Mutual fund itself is an investment alternative for investors, particularly small investors and investors who do not have much time and expertise to calculate the risks on investment. Generally, a mutual fund is defined as a vehicle used to collect funds from investors to be invested in the portfolio securities by the Investment Manager as in Capital Market Law No. 8/1995.
The mutual fund has a series of advantages for those who are not experts on how to maximise the money and do not have the time. Above all, mutual funds are suitable for small investors, because the money to invest in mutual funds does not need to be a large amount. Capital of USD 100-200 thousand is enough to buy mutual fund products. And these can now be bought online.

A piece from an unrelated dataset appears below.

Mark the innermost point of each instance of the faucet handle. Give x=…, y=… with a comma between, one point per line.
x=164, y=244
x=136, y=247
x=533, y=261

Money from investors is managed by a professional investment manager. They are in charge of ‘taking care’ of public money to be distributed to a number of investment portfolios. Also the investment manager must first explain the level of risk and investment period.

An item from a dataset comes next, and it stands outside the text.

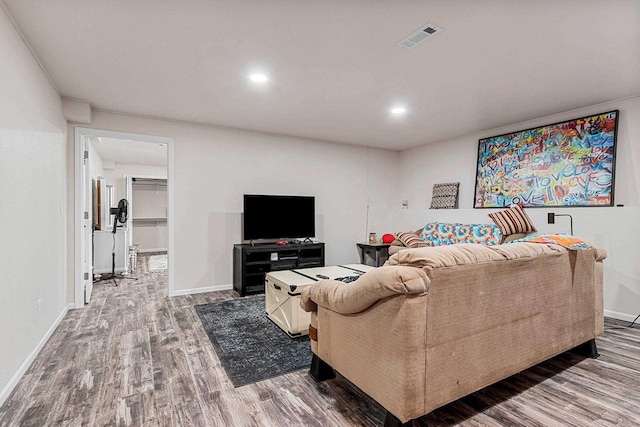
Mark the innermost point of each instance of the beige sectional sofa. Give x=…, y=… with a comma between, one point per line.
x=437, y=323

Mutual funds can be used for those who have financial goals in the years ahead. Could be a year, two years, or over five years. For example, to have a financial goal to save up a deposit for a home loan (mortgage) or to have a car in the next few years.
Generally there are four types of mutual funds as an investment portfolio, among others:
Money Market Mutual Funds
The investment Manager will invest the investors money in money market products which mature in under a year, with Bank Indonesia certification. Investors get dividends. This type is relatively safe and minimal risk. Money market mutual funds should be used for short-term financial planning.
Fixed Income Mutual Funds
Investors who have medium-term financial goals can choose these kinds of mutual funds because the return on investment (ROI) is derived from the investment of funds in government or corporate bonds. Profits could reach 10 percent per year.
Mutual Fund Shares
These fall into the category of high-risk mutual funds because its portfolio relies on given stock shares always fluctuating. For those who have long-term financial plan, there is no harm in choosing this type.
Mixed mutual funds
This type of mutual fund is a combination of fixed income mutual funds and stocks. That is, these funds have an investment product that consists of money and bond markets. This type is used for financial purposes in the next five years. The risks are in the middle between fixed income mutual funds and stocks.